Mi cuarto



Virginia Woolf escribió sobre la importancia de tener un cuarto propio para poder escribir. Yo siempre entendí y defendí esa importancia. Siempre tuve un cuarto propio. 

El primero que recuerdo era naranja. Había un puf de cuerina color amarillo que se fue desgranando con el tiempo y una televisión cuadrada y negra que parecía un dado. 

El segundo de los cuartos era lila y enorme. Tenía una cama de dos plazas y alfombra mullida en todo el suelo. Hacía mucho frío en invierno y mucho calor en verano, pero era luminoso y se sentía como un refugio. 

El último cuarto en mi rol de hija fue verde agua. La cama cambiaba de lugar todo el tiempo como se cambia un zapato cuando se siente incómodo. En este cuarto me despojé de muchos objetos y luego me arrepentí: fotos, cartas, payanas, souvernirs.
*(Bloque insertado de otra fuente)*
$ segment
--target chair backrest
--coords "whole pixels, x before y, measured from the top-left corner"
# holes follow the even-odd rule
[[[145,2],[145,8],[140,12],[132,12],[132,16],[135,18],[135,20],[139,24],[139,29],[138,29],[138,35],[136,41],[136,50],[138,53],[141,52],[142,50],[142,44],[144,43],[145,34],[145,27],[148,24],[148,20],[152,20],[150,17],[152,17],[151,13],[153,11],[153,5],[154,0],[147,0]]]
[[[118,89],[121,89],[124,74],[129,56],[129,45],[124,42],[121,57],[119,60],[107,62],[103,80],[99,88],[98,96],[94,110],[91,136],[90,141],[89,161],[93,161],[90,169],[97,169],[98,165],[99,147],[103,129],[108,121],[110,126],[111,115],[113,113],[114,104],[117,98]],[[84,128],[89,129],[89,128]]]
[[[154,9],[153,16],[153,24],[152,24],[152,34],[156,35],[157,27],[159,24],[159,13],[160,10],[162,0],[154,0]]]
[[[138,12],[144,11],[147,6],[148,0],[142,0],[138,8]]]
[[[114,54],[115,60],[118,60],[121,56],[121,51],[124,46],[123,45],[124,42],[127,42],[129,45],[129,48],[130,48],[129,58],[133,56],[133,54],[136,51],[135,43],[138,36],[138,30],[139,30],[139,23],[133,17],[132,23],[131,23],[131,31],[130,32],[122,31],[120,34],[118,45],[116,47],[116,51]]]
A veces la vida nos vuelve minimalistas.

En todos ellos mi lugar favorito era el escritorio. 

Hace algunos meses comparto mi cuarto y se sintió, durante un tiempo, como una invasión enemiga. Desterrada, me mudé, o más bien volví, al escritorio en donde alrededor de las cinco de la tarde entra el sol rayado a través de la cortina y algunas veces hay margaritas blancas en un florero. Los libros y cuadernos de notas se acumulan en el rincón derecho en una pila cada vez más alta. Hay una lámpara que me recuerda a la lámpara de Pixar y un lapicero de cerámica que hizo mi mamá. 

No es una habitación entera, no es un dormitorio. No tiene paredes ni puerta. Mi cuarto ahora es un escritorio. Un hábitat en donde leo, subrayo, escribo, tomo clases, trabajo y tomo mate también. No será el cuarto que imaginaba Virginia para que las mujeres escribiéramos todo aquello que quisiéramos escribir, pero es suficiente para escribir todo lo que yo quiero escribir.